I'm beginning with Spark so not really sure where my problem is and looking for a helpful hint here. I'm trying to run Spark (pyspark) on a windows 7 machine as an admin but it does not seem to be working (I still get the WindowsError 5). See image below:
I've downloaded the file (release 1.2.0 with pre-built for Hadoop 2.4 or later), unzipped it using tar via command line and set IPYTHON=1 before calling bin\pyspark. When I call it, pyspark runs but I get the error below as per image.
When I try calling certain SparkContext objects, I get name 'sc' is not defined.
I've got python 2.7.8 installed, Spyder IDE and am in a corporate network environment.

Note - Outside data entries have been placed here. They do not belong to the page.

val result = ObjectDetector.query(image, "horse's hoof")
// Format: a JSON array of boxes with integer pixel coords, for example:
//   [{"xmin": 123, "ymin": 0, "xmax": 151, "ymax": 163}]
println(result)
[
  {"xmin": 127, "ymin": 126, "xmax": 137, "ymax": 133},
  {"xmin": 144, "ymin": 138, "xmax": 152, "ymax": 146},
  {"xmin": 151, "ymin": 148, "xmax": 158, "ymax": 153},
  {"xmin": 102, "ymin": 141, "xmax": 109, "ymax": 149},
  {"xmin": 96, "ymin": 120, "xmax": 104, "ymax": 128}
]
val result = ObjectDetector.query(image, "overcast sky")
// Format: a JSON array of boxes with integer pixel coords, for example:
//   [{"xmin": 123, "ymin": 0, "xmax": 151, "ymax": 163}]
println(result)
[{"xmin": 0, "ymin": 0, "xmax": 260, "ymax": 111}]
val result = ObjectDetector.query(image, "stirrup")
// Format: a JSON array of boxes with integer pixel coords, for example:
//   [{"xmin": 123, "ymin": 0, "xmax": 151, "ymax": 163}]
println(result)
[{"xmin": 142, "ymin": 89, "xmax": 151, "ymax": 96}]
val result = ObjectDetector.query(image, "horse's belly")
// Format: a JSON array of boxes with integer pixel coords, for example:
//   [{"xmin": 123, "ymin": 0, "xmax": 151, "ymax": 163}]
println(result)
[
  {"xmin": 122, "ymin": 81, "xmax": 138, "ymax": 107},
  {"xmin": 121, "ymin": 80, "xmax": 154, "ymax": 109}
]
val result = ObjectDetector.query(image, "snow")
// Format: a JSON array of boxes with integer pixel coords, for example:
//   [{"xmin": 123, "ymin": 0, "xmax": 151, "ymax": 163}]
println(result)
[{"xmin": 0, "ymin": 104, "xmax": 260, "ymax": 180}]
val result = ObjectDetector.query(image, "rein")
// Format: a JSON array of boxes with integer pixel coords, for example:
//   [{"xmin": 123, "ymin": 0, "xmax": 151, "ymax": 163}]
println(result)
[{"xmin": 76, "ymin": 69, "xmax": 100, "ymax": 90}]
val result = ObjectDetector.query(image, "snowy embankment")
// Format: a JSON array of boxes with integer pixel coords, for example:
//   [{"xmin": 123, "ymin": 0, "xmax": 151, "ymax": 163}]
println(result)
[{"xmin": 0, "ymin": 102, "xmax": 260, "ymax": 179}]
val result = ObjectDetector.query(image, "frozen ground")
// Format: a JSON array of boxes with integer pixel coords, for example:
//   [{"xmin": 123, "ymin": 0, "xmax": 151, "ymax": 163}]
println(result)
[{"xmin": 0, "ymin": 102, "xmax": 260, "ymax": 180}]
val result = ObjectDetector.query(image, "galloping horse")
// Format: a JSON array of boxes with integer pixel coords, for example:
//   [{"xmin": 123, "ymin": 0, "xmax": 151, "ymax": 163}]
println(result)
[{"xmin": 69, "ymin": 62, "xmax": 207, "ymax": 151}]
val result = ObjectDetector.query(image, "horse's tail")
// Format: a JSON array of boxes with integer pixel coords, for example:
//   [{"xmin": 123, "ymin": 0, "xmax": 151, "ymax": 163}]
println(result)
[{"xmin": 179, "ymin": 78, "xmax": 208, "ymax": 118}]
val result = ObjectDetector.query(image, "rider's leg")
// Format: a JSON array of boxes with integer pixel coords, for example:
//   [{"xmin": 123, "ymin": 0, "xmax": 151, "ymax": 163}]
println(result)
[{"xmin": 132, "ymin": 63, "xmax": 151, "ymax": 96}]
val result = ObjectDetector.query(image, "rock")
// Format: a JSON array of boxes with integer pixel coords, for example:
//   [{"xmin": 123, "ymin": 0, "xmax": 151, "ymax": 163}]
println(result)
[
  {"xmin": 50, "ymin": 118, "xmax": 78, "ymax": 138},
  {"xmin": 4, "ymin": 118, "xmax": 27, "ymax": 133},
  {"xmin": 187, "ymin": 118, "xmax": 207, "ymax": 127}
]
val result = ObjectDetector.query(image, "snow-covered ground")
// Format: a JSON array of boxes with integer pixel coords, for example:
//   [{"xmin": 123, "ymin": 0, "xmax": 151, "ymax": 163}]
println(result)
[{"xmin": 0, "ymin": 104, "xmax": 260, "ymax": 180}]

Does any one have a clue what could be going on here? I've looked up a few questions such as Why am i getting WindowsError: [Error 5] Access is denied? but could not find a clue.
Briefly:
I had what should be the same problem. For me, it was that the *.cmd
files in the $spark/bin
directory weren't marked as executable; please try to confirm by:
- right clicking on
pyspark2.cmd
and:
- properties / security tab then examine 'Read & execute'
I found the workaround on another site, that recommended downloading hadoop-winutils-2.6.0.zip
(sorry don't have a link). Here is an example of the cmd to use (after moving to proper directory):
t:\hadoop-winutils-2.6.0\bin\winutils.exe chmod 777 *
I did need to run the chmod 777
cmd to make the /tmp/hive
writeable too.
good luck!
(... new here - sorry for the poor formatting)
(update: Matt thanks for fixing formatting issues!)
root cause: the tar program i used on windows via tar -zxf <file.tgz>
did not apply
the proper attributes to the extracted files. in this case the 'executable' files
weren't properly set. yeah, maybe i should update my version of cygwin.